View Full Version : Chesapeake, VA woodworking sites?



Matt Meiser
04-11-2003, 9:30 PM
I'll be in Chesapeake, VA next week for work. Are there any must-see woodworking sites in the area that I might be able to hit after work?

Tom Sweeney
04-12-2003, 2:00 PM
If it were me I'd come down with a real bad 72 hour bug & head to Corolla & chill on a hamock with a coupla cold ones for a few days - It's only a couple of hours away if that :D

Barring that, our feerless leader isn't too far away from that area. He must know of some good sites down that way. Keith - Aaron?

Bobby Hatfield
04-12-2003, 2:28 PM
Matt, when you find something, post it so I can copy it for the next time I visit the kids, I may need to get away for an hour or so, or maybe pick up something. If I find anything, I'll post. Will email son for info.

Bill Sampson
04-12-2003, 7:22 PM
Matt, don't know what your time schedule is, but it would certainly be worth the time to visit the 18th century cabinate shop in Colonial Williamsburg. It is about an hour west on I-64 from Chesapeake. They have several finished pieces in the shop and they are currently working on some tables, a carved head board and a harpsichord. There is also a company called "Blue Ridge Hardwood" in VA Beach that is close to Chesapeake. Located at 5111A Witchduck Ct. Enjoy your stay in VA. Bill Sampson

Keith Outten
04-12-2003, 11:13 PM
Matt,

Sadly there isn't much in Hampton Roads to see as far as woodworking goes. Colonial Williamsburg has some cool stuff if you like to visit the past. Norfolk and Virginia Beach have a couple of decent tool stores but nothing like Woodworkers Supply or anywhere in their league. We sure could use a good quality tool supply and equipment dealer in our neck of the woods. I normally go to Richmond or make the drive to North Carolina if I intend to do some serious shopping. Of course I use the Internet frequently.

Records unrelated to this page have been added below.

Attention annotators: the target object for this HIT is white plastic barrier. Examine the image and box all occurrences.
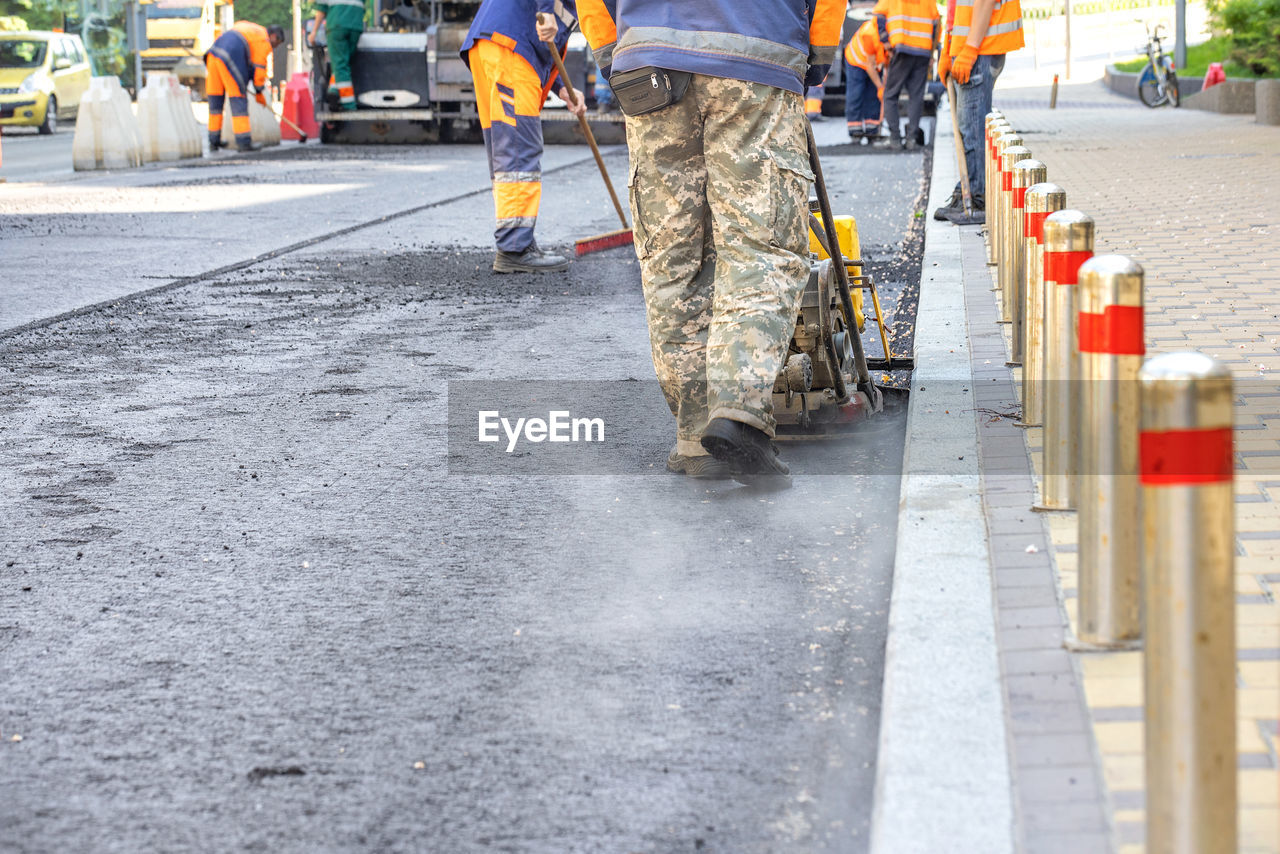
[72,77,142,172]
[138,74,188,163]
[223,95,280,149]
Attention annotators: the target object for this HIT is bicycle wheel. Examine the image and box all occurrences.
[1138,63,1169,106]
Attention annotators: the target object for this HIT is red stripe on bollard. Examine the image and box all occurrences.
[1076,306,1147,356]
[1044,250,1093,284]
[1023,211,1052,245]
[1139,428,1235,487]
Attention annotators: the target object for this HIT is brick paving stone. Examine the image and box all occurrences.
[963,76,1280,854]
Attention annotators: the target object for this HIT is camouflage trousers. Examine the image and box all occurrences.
[627,74,813,455]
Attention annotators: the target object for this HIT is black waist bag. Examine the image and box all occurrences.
[609,65,692,115]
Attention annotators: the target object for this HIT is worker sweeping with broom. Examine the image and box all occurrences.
[462,0,586,273]
[577,0,845,487]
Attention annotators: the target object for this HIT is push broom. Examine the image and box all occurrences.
[538,12,634,255]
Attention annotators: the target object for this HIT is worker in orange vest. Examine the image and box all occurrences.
[933,0,1024,219]
[845,20,887,145]
[877,0,938,151]
[205,20,284,151]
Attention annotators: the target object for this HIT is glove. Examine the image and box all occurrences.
[951,45,978,86]
[804,64,831,88]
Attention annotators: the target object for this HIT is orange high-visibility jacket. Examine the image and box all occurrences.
[232,20,271,91]
[884,0,938,56]
[845,20,888,72]
[951,0,1024,56]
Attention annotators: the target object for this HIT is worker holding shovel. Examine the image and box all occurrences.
[462,0,586,273]
[577,0,846,487]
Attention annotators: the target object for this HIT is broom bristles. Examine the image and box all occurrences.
[573,228,635,256]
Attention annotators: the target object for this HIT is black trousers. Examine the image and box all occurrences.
[884,50,933,142]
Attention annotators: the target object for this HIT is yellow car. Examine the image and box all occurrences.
[0,31,93,133]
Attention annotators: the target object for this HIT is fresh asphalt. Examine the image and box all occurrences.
[0,120,924,853]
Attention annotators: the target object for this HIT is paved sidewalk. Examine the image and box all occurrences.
[927,83,1280,854]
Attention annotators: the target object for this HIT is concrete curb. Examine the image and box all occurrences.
[870,110,1014,854]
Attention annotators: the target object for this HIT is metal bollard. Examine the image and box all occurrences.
[1006,160,1047,365]
[1075,255,1147,648]
[983,128,1023,279]
[1036,210,1093,510]
[996,143,1032,323]
[1021,183,1066,426]
[1139,353,1236,854]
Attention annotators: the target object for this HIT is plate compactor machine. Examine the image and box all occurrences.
[773,128,914,438]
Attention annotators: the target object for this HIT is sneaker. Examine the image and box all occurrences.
[933,189,964,223]
[667,448,731,480]
[493,243,568,273]
[703,419,791,489]
[947,207,987,225]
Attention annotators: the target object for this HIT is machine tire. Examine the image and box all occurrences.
[40,95,58,136]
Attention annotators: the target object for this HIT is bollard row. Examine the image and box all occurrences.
[983,110,1236,854]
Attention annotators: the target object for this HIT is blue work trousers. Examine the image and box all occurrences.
[956,54,1005,207]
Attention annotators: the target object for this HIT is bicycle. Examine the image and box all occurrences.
[1138,23,1179,108]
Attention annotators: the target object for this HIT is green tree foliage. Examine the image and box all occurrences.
[236,0,293,32]
[1210,0,1280,77]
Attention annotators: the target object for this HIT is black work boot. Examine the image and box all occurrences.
[933,189,964,223]
[703,419,791,489]
[493,243,568,273]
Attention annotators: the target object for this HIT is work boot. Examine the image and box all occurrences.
[493,243,568,273]
[667,448,731,480]
[933,189,964,223]
[703,419,791,489]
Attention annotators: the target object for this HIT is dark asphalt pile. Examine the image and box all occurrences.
[0,136,918,854]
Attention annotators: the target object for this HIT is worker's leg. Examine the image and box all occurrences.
[902,56,933,141]
[328,27,360,110]
[841,60,876,137]
[861,72,883,140]
[468,40,543,254]
[627,77,716,456]
[804,86,827,119]
[205,56,230,151]
[884,51,911,145]
[701,76,813,437]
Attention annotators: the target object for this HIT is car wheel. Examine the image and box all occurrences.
[40,95,58,136]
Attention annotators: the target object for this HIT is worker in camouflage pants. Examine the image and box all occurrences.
[627,74,813,479]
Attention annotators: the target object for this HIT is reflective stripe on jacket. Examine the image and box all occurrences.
[460,0,577,91]
[845,20,888,72]
[577,0,846,93]
[232,20,271,90]
[951,0,1024,56]
[886,0,938,56]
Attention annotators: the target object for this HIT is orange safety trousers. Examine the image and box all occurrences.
[205,54,251,147]
[467,39,547,252]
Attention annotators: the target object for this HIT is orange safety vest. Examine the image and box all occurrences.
[232,20,271,88]
[951,0,1025,56]
[845,19,887,70]
[886,0,938,54]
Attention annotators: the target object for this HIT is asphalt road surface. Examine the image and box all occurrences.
[0,122,925,853]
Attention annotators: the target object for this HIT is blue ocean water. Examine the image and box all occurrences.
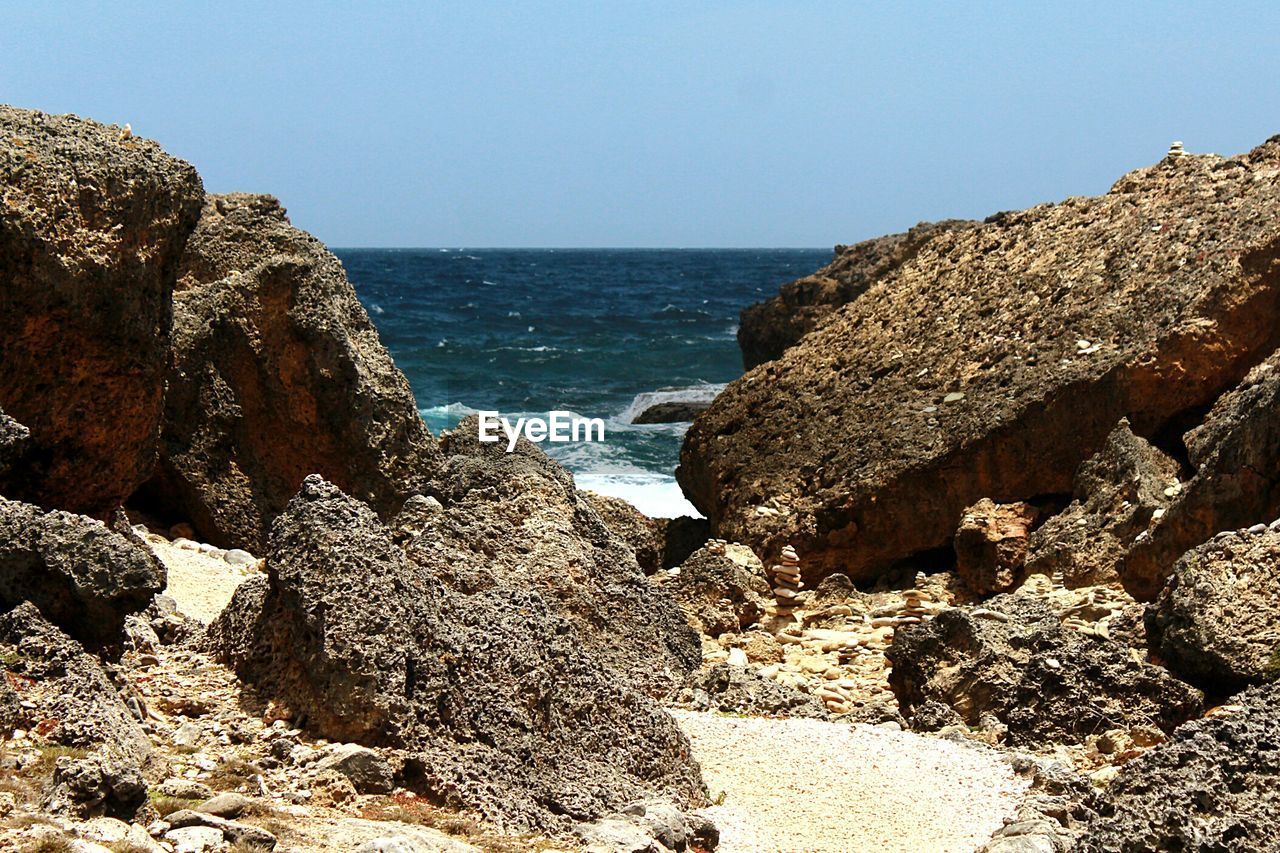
[335,248,831,515]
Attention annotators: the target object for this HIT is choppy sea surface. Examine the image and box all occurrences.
[335,248,832,516]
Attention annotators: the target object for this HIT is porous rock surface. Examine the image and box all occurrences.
[147,193,439,553]
[0,498,165,643]
[737,219,975,366]
[1027,420,1181,587]
[412,418,701,695]
[1079,684,1280,853]
[0,105,204,516]
[677,140,1280,580]
[887,594,1203,745]
[207,473,705,831]
[1121,352,1280,601]
[1147,524,1280,693]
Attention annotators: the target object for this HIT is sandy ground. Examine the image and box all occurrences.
[147,537,259,625]
[672,711,1027,853]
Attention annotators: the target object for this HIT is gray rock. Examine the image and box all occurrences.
[0,106,204,516]
[887,596,1203,745]
[0,603,151,766]
[1147,526,1280,694]
[312,743,396,794]
[196,792,250,817]
[0,498,165,643]
[1079,684,1280,853]
[207,471,705,833]
[141,193,440,553]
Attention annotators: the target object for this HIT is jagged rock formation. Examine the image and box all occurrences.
[1027,420,1181,587]
[1147,523,1280,693]
[737,219,977,366]
[677,140,1280,580]
[887,596,1203,745]
[0,498,165,643]
[1079,685,1280,853]
[955,498,1039,594]
[580,491,663,575]
[142,195,439,553]
[414,418,701,695]
[209,473,705,831]
[1123,352,1280,601]
[0,106,204,516]
[657,542,769,637]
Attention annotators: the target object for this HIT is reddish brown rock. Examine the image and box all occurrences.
[0,106,204,517]
[678,138,1280,580]
[140,195,440,553]
[737,219,975,366]
[955,498,1039,594]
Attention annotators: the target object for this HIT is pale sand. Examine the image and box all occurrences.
[671,711,1028,853]
[147,537,259,625]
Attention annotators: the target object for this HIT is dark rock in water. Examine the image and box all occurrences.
[653,515,712,569]
[207,473,705,833]
[1079,684,1280,853]
[0,498,165,644]
[676,663,831,720]
[1147,517,1280,693]
[631,400,712,424]
[1027,420,1180,587]
[955,498,1039,594]
[0,603,151,765]
[140,195,439,553]
[677,144,1280,581]
[887,596,1203,745]
[1121,348,1280,601]
[737,219,977,370]
[0,106,204,516]
[417,418,701,695]
[0,409,31,476]
[655,543,772,637]
[580,491,663,575]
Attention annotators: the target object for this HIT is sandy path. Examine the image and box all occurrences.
[672,711,1027,853]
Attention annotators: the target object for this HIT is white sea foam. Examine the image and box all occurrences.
[617,383,724,424]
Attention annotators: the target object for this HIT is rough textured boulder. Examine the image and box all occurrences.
[887,596,1203,745]
[1121,352,1280,601]
[655,542,772,637]
[0,498,165,644]
[955,498,1039,594]
[414,418,701,695]
[1079,685,1280,853]
[0,603,151,765]
[1027,420,1181,587]
[1147,523,1280,693]
[581,491,664,575]
[209,476,705,831]
[677,140,1280,580]
[742,219,975,366]
[0,106,204,516]
[142,195,439,553]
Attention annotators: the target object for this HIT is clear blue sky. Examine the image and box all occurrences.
[0,0,1280,246]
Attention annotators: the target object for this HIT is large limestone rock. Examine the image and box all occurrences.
[0,106,204,516]
[0,498,165,643]
[742,219,977,366]
[1121,352,1280,601]
[887,596,1203,745]
[678,138,1280,580]
[143,195,439,553]
[209,473,705,831]
[1147,523,1280,693]
[1027,420,1181,587]
[0,602,151,765]
[1079,685,1280,853]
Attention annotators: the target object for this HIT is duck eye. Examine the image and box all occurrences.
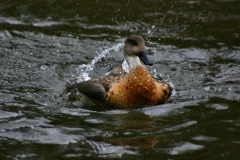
[127,39,138,46]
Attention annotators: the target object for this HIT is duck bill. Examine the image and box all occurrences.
[138,52,153,66]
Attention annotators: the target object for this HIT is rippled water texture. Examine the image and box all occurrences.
[0,0,240,160]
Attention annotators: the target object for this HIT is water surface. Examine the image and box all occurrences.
[0,0,240,160]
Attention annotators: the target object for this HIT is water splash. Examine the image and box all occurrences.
[76,43,123,82]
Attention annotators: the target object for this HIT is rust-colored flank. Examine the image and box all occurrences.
[67,35,171,107]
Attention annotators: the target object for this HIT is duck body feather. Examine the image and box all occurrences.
[67,35,171,107]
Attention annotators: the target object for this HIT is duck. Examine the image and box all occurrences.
[66,35,172,107]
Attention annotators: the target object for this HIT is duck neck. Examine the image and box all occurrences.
[125,56,143,71]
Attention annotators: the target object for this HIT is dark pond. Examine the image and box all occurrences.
[0,0,240,160]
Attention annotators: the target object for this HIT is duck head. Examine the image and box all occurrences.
[124,35,153,70]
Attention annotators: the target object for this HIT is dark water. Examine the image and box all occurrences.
[0,0,240,160]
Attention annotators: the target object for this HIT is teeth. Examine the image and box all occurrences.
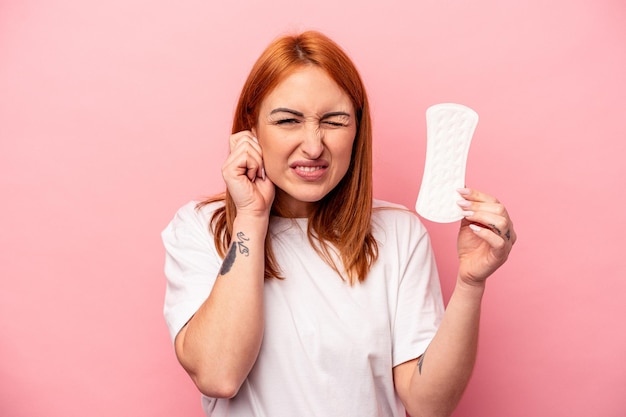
[296,167,322,172]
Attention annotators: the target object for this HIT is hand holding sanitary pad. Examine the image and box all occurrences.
[415,103,478,223]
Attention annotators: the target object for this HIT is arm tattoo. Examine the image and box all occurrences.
[220,232,250,275]
[237,232,250,256]
[417,352,426,375]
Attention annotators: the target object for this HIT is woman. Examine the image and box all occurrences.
[163,32,516,417]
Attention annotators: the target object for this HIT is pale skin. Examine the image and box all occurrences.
[175,67,516,417]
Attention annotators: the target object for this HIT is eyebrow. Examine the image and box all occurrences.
[270,107,350,119]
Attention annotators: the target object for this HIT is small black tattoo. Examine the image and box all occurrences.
[220,232,250,275]
[417,352,426,375]
[220,243,237,275]
[237,232,250,256]
[489,224,502,236]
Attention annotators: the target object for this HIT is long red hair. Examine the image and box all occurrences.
[200,31,378,283]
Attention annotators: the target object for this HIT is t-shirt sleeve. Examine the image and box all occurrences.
[393,215,444,366]
[161,202,222,341]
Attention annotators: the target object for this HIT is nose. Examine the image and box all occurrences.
[300,123,324,159]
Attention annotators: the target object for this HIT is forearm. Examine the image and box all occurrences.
[409,280,484,417]
[176,214,267,397]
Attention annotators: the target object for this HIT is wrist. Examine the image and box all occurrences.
[454,277,487,299]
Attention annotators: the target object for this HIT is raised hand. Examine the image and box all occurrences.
[222,130,275,216]
[457,188,517,284]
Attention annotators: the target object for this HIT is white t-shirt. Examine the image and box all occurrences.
[162,201,444,417]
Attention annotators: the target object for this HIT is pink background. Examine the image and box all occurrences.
[0,0,626,417]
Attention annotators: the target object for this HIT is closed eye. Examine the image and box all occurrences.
[274,118,300,125]
[322,120,347,127]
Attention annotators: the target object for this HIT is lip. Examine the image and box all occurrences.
[289,161,328,181]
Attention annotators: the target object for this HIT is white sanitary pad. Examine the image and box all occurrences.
[415,103,478,223]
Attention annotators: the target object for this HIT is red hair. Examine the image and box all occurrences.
[200,31,378,283]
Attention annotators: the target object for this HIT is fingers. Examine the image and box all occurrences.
[222,130,265,182]
[458,188,517,248]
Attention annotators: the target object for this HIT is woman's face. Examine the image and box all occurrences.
[254,66,357,217]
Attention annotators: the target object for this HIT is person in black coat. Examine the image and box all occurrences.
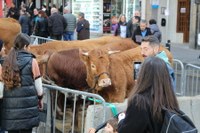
[132,19,152,45]
[6,2,19,20]
[118,56,179,133]
[48,7,67,40]
[126,16,140,38]
[0,33,43,133]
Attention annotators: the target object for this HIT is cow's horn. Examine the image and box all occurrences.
[108,50,120,54]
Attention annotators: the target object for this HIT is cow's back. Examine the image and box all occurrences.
[47,49,88,90]
[30,36,121,55]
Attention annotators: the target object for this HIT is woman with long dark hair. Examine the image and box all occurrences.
[118,57,179,133]
[0,33,43,133]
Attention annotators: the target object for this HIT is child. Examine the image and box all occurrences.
[88,118,118,133]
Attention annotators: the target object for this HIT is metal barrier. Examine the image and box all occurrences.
[183,64,200,96]
[37,84,106,133]
[30,35,54,45]
[173,59,184,96]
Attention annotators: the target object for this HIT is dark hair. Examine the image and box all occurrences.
[107,118,118,132]
[140,19,147,24]
[42,4,47,8]
[134,16,140,22]
[149,19,157,25]
[78,12,85,18]
[142,35,160,46]
[128,56,179,120]
[38,10,47,18]
[2,33,30,89]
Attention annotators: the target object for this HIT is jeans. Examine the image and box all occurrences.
[63,31,74,41]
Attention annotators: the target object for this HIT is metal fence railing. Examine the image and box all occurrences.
[36,84,106,133]
[183,64,200,96]
[173,59,184,96]
[30,35,54,45]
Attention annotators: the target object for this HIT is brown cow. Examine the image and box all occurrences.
[29,36,122,75]
[80,47,172,102]
[43,39,136,131]
[0,18,21,53]
[47,39,137,90]
[30,36,122,56]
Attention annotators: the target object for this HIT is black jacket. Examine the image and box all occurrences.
[48,13,67,35]
[1,51,39,131]
[118,96,162,133]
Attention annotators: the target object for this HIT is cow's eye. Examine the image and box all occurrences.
[91,64,96,69]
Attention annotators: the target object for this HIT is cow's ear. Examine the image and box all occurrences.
[79,49,89,63]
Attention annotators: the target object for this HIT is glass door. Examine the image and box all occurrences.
[126,0,141,20]
[111,0,123,17]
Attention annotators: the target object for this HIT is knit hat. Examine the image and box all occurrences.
[0,40,3,51]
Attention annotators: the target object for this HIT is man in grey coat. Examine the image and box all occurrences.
[63,7,76,41]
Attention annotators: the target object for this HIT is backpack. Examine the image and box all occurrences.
[161,109,198,133]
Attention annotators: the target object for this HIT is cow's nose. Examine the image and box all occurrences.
[99,78,111,87]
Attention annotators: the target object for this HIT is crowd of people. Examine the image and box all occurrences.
[4,0,162,44]
[0,1,194,133]
[6,0,90,41]
[112,11,162,45]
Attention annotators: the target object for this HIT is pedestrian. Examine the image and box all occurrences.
[115,14,127,38]
[126,16,140,38]
[27,0,35,17]
[132,19,152,45]
[63,7,76,41]
[48,7,67,40]
[76,12,90,40]
[0,33,43,133]
[19,9,31,35]
[30,8,39,35]
[6,2,19,20]
[35,10,49,38]
[118,56,179,133]
[88,118,118,133]
[111,16,118,35]
[0,40,5,133]
[149,19,162,42]
[141,35,176,92]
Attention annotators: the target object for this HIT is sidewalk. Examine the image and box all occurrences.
[171,43,200,66]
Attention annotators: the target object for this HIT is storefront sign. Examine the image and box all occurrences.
[180,7,186,13]
[151,0,159,9]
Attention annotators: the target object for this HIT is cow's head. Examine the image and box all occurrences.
[79,49,119,91]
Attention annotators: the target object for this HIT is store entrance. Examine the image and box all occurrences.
[103,0,111,33]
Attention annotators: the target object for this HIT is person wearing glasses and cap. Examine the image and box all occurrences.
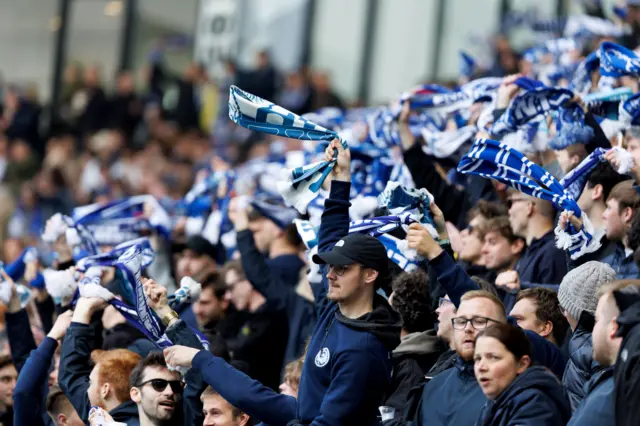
[160,140,402,426]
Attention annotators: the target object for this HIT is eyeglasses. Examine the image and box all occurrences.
[438,297,453,308]
[327,265,358,277]
[507,198,531,209]
[451,317,498,330]
[136,379,184,395]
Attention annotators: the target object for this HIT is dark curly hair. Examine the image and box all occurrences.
[392,269,436,333]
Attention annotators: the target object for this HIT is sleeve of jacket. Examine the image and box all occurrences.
[192,350,297,426]
[310,350,389,426]
[403,143,470,223]
[166,320,207,425]
[314,180,351,312]
[13,337,58,426]
[236,230,293,309]
[58,322,95,423]
[5,309,36,372]
[429,251,480,308]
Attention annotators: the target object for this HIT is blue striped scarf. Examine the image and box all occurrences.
[74,239,208,348]
[458,139,600,258]
[229,86,348,213]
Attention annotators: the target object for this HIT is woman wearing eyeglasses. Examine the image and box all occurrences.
[474,323,571,426]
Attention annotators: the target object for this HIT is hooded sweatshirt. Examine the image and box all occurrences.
[291,181,402,426]
[382,330,443,416]
[476,367,571,426]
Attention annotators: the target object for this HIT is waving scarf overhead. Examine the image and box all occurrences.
[458,139,600,258]
[229,86,348,213]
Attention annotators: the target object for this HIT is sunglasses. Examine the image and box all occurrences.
[136,379,184,395]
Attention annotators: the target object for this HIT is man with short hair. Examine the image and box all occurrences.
[570,162,629,267]
[129,352,184,426]
[58,297,140,425]
[569,280,640,426]
[0,355,18,426]
[200,386,255,426]
[222,260,289,390]
[496,190,567,311]
[46,386,84,426]
[482,216,525,274]
[235,198,316,363]
[381,269,443,415]
[165,139,402,426]
[509,287,569,346]
[601,180,640,279]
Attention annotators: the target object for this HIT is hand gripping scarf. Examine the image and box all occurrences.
[229,86,348,213]
[458,139,600,259]
[560,147,633,200]
[75,239,208,348]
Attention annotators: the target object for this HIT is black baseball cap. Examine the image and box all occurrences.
[312,233,389,276]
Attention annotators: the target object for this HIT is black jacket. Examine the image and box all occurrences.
[562,311,604,411]
[476,367,571,426]
[222,303,289,390]
[614,292,640,426]
[237,230,316,363]
[381,330,442,417]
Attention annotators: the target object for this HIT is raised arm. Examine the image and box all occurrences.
[164,346,296,426]
[58,297,105,423]
[13,311,72,426]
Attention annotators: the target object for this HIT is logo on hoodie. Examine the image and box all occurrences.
[315,348,331,367]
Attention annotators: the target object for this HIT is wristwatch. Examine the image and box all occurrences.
[162,311,180,325]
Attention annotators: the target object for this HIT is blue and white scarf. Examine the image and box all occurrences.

If your interested in history now thats a different story. we have it all in Virginia. I live on the edge of the historic triangle of Yorktown-Williamsburg-Jamestown. The Monitor/Merrimac battle was here, the Greatest Shipyard in the world, the largest Naval Base, Fort Monroe and the Casemate Museum....etc. Hampton Virginia (my hometown) is the oldest continiously settled city in America with Nasa Langley, the Aerospace Museum and plenty of names you would recognize if you like to cruise the old graveyards. A good friend of mine is the great great grandson of John Wilkes Booth. Richmond still has plenty of the old southern families with names like Lee and Jackson still around.

Woodworking stores are rare, other than Lowes and Home Depot.